Their eyes met and they laughed. “I am glad your father has such good friends to keep him company,” Mr. Darcy told her warmly.
“Yes. And you have many of our other favorites too, I see—Peregrine Pickle and Gulliver’s Travels, and oh, all of Johnson. I have never yet read his Tour of the Hebrides, and have longed to do so, but my father did not have it.”
“Do you like to read travels? We have many such—over here,” and her husband led her to shelves packed with gentlemen’s travels through several centuries.
“Oh, yes, I have been reading Miss – Miss Wollstonecraft’s letters from Sweden, which are so peculiarly interesting. However, I think it was a writer of fiction, Mrs. Radcliffe, who has most made me want to visit Italy; reading her Udolpho and The Italian, I quite felt I was there. And some of the descriptions in Corinne were sublime, though I don’t like Madame de Stael’s writing as well.”
“I have been hoping,” Darcy said diffidently, “not to read travels with you, but to take you a-journeying on the Continent.

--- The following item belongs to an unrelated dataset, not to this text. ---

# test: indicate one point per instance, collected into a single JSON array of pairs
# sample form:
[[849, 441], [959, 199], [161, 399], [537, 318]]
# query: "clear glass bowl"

Should you like to go to Italy in the spring, Elizabeth?”
“Would I!” she gasped, and could not keep from clapping her hands.
He nodded. “Then we will. I shall delight in showing you its beauties—and Italy, your beauties, my beloved Elizabeth.”
“I never dreamed of such a thing in my life!” she exclaimed. “The Lakes were my farthest aspirations.”
“We shall see them too,” he smiled. “But meanwhile, we have this rainy day to get through, and probably a good many of them, until we go to London for the Season, after Christmas.”
She looked at him with sparkling eyes. “I do not think we will ever grow tired of being at home together in Pemberley, do you, Darcy? And it will take a long lifetime to read even a portion of so many thousands of books!”
“That is what I have been thinking. It will be an autumn and winter such as I have never experienced at Pemberley, with you here, my Elizabeth. We shall read together—and what luxury, if you will read to me!”
“To be sure. I shall read you some of my favorite novels, Miss Burney and Miss Edgeworth and Miss Austen—”
“Why, I have read them all! Many times, too.”
“Have you? I imagined you amused yourself with classical scholarship. It looks like it, if these shelves are any evidence,” and she indicated the volumes of Herodotus and Horace, Euripides and Virgil.”
“Certainly, any gentleman who has had a classical education finds perennial pleasure in the oldest authors. Do I collect that you feel the miss of such an education yourself? Will you like me to be your instructor?”
He had seated himself on a peculiarly carved wooden chair by the fire, and without more ado, confident enough to be familiar, Elizabeth climbed onto his lap. He caressed her, and the subject of books was forgotten for a few moments.
“I do hope that our marriage will give me some more solid education than I received in rummaging through my father’s much smaller library, and by patronizing the lending-library of Meryton,” she told him, abstractedly smoothing his hair.
“We will revel together in books, Elizabeth. I can hardly comprehend the pleasure it will be.”
“Nor I. But Darcy!” she exclaimed, “Whatever is this thing you are sitting upon?”
“Oh, this? It is quite a clever device, the chair turns into a library stair—get up, and I’ll show you.”
He demonstrated how, by opening up the wooden frame, a solid set of stairs to reach the highest shelves might be formed.
“Will the wonders of Pemberley ever cease?” she marveled.
“I hope not. Do you know what I should like, Elizabeth? If you would read to me from the Arabian Nights. I suspect it would be something, to hear those stories told in the voice of my own lovely Scheherazade.”
“Oh, if you wish, I will. My father never would let me read it; now I shall find out why. But oh, Darcy, look! It is clearing up—so suddenly too. There is the sunshine, positively streaming down from out of those silvery clouds.”
“You are right. By afternoon it may be dry enough for our walk, after all. We have just time for one story. Come and sit with me on the sofa. It is much softer than that hard chair, and I can put my arms about you.”
He took her hand and they reclined together on the pretty striped satin sofa, the Arabian Nights on their knees.